The Asian Elephant Foundation has contributed to WWF Hong Kong. WWF operates a joint program with the World Conservation Union (IUCN) and also works in cooperation with CITES. Hong Kong is infamous as a busy entrepot for the illegal trade in ivory, in fact the largest market in the world. Nearly all of the ivory is from African elephants. Illegal ivory is laundered hiding behind Hong Kong’s legal stock of ivory imported before 1990. Much ivory is exported without the needed permits. WWF has called upon the Hong Kong government to ban the ivory trade by rapidly phasing out sales and processing, and in May of 2014 Hong Kong incinerated the first thirty tons of ivory. WWF-HK has set up a new team to accelerate the ban, and in January 2016 Hong Kong’s Chief Executive announced that the government would actively explore stopping the trade.
The Myanmar government has a new policy to reduce logging year by year leading to a total ban on the export of timber. This admirable goal will have the problematic side effect of throwing many of the 3,000 elephants currently dragging logs out of work. About 500 of the older elephants and some orphans are suitable to be released back to the forest. NAKA is supporting Friends of Wildlife in a project providing health care and funding teams to identify suitable sites in two states and three regions. NAKA will also provide some trucks especially modified to transport elephants to release sites and to bring them back to an elephant hospital if intensive care is needed. Training local cadres is crucial, and NAKA will support teams to monitor the released elephants’ progress.

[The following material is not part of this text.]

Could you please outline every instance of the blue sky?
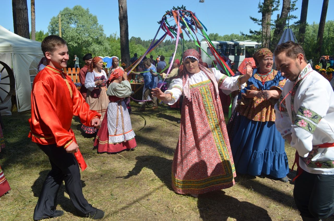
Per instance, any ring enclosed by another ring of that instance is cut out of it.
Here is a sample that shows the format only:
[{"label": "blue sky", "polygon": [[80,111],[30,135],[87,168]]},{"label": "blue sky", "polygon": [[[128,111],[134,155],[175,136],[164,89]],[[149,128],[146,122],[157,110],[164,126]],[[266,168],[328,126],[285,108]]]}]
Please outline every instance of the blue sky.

NAKA strongly believes in increased communications and interaction between local and regional experts. We cooperate in organizing meetings, help with PR, host dinners, and more. A big obstacle is that many government agencies and NGOs lack the funds not only to host meetings but often don’t even money to send staff to attend them. Among the meetings NAKA has either sponsored travel for experts or otherwise supported are three ACEWG meetings, a Capacity Building Workshop for Zoo and MTE Veterinarians in Myanmar, an Elephant Nurse Advance Course at the Thai Elephant Conservation Center (Lampang, Thailand), and an Elephant Endotheliotrophic Herpes Virus Workshop in Singapore.
NAKA also happily sends emergency teams to medical cases where existing care is inadequate. Twice NAKA has sent medical teams, including both Thai and Lao veterinarians, to China to provide urgent treatment for baby elephants with life-threatening conditions. Both calves survived.